In the 1980s, John Stenrue, my technical help and I decided to determine exactly how this most destructive disease of potatoes persisted in Canadian potato stocks. Thousands of researchers worldwide had attempted to understand how this very destructive disease spread around potato crops. It was thought that BRR persisted on discarded potatoes and on bagging, cleaning, storage and transport equipment.
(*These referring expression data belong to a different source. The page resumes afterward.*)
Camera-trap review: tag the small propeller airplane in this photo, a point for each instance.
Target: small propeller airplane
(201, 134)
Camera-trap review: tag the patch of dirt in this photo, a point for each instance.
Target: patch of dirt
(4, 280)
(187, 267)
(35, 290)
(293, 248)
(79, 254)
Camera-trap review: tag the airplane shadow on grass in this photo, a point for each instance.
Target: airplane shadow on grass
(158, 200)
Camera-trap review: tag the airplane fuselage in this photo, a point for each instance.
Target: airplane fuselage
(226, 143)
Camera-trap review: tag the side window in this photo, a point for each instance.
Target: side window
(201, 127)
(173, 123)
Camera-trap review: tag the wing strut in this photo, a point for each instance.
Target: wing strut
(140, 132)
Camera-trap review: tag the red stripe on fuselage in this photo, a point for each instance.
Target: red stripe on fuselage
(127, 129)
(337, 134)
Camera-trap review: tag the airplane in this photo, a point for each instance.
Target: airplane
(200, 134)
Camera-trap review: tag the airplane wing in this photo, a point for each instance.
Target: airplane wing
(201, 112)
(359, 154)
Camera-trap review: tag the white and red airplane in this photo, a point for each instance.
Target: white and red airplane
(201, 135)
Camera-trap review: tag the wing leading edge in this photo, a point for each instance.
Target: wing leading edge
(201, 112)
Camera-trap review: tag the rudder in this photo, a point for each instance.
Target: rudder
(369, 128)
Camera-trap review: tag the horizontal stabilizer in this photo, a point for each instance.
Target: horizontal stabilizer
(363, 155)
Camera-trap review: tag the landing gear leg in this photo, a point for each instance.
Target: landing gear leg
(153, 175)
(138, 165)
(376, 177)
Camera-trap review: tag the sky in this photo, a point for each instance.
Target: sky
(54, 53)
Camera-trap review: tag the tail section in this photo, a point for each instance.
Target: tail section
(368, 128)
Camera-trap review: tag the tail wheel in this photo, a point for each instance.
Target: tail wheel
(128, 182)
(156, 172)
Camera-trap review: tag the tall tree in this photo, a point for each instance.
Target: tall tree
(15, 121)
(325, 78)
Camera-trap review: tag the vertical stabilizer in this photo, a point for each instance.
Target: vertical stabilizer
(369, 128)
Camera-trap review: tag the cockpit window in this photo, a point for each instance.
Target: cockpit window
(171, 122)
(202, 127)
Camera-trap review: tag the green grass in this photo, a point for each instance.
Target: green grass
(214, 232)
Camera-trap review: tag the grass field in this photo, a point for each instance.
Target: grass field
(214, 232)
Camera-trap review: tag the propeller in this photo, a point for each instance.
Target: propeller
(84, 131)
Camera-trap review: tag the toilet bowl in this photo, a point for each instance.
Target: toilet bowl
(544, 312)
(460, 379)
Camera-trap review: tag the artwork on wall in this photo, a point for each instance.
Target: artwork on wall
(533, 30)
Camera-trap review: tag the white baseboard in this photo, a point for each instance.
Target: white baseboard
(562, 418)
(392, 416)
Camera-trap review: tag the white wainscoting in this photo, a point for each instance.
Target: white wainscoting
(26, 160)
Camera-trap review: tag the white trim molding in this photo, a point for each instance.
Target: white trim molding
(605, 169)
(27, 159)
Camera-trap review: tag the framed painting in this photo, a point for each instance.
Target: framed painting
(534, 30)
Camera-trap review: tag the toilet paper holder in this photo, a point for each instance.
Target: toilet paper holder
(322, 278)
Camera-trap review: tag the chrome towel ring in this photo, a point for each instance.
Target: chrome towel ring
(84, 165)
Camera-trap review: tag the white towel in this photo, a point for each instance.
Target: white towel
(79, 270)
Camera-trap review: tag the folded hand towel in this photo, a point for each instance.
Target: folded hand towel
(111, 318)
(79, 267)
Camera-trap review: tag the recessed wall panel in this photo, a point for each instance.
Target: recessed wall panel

John Stenrue doubted this, based on the 30 or more years he worked with potatoes, primarily Russet Burbank. With the help of the federal agriculture department in B.C., we set up BRR disease dilution trials on commonly grown potato varieties in Alberta. The BRR culture obtained from B.C. was BRRCS3 (R8), obtained from Dr. Solke de Boer, and was used in all of our infectivity trials. We ran water dilution trials of this bacterial strain on a number of commonly grown potato varieties. We used water dilutions of the CS3 strain from zero to up to a million. We found we could infect some potatoes in the growing season with dilutions of one in 10,000 and even one in 100,000. Russet Burbank was not infected in the same season if the dilution factor was greater than one in 1,000. In a final experiment in 1985, we took tubers of BRR-resistant potatoes Urgenta, Teton and BelRus that had been vacuum-infiltrated as tuber cut pieces the previous season with BRR spores. When these cut pieces were bound to cut pieces of the “healthy”-appearing tubers of the potato Pontiac, we got 70 per cent BRR disease transmission. In other words, the BRR bacterium could remain dormant in potato tubers for perhaps one or more years. In fact, Russet Burbank was a kind of BRR “Typhoid Mary.”
The resulting paper, as an abstract, was published in 1986 (Evans, I.R., and Stenrue, J.B., 1986. A field technique for demonstrating bacterial ring rot (BRR) in symptomless potato varieties. Can. J. Plant Pathol. 8: 348. (Abstr). Presented in July 1986 at the annual meeting of the Canadian Phytopathological Society).
This information “blew the roof off” the worldwide notions of how BRR was spread in potatoes. Subsequently, Dr. de Boer did some excellent work on refining the detection technology for this worldwide disease problem. Few if any accolades came our way, despite the enormous importance of pinpointing how this very destructive disease survived to severely damage potato production.
Anyone needing further reading on potato diseases will want to look up the potato chapter I put together in the text that can be accessed online, Diseases and Pests of Vegetable Crops in Canada. It has some 50 disease illustrations and 44 pages on specific destructive diseases that affect potatoes.
BRR is presently well under control in Canadian and U.S. potato stocks but even now the odd destructive outbreak may occur — a highly destructive potato disease that is now essentially under full control.
If you want to really take a look at the BRR problem check the Alberta Agriculture fact sheet “Understanding bacterial ring rot in potatoes” (Agdex 258/635-5). The information on the fact sheet of this very destructive disease has surfaced in many countries worldwide with little or no reference to its solution in Western Canada — a Canadian input that has saved countless millions of dollars worldwide for potato production.
Final thought: “You will never reach your destination if you stop and throw stones at every dog that barks.” – Winston Churchill.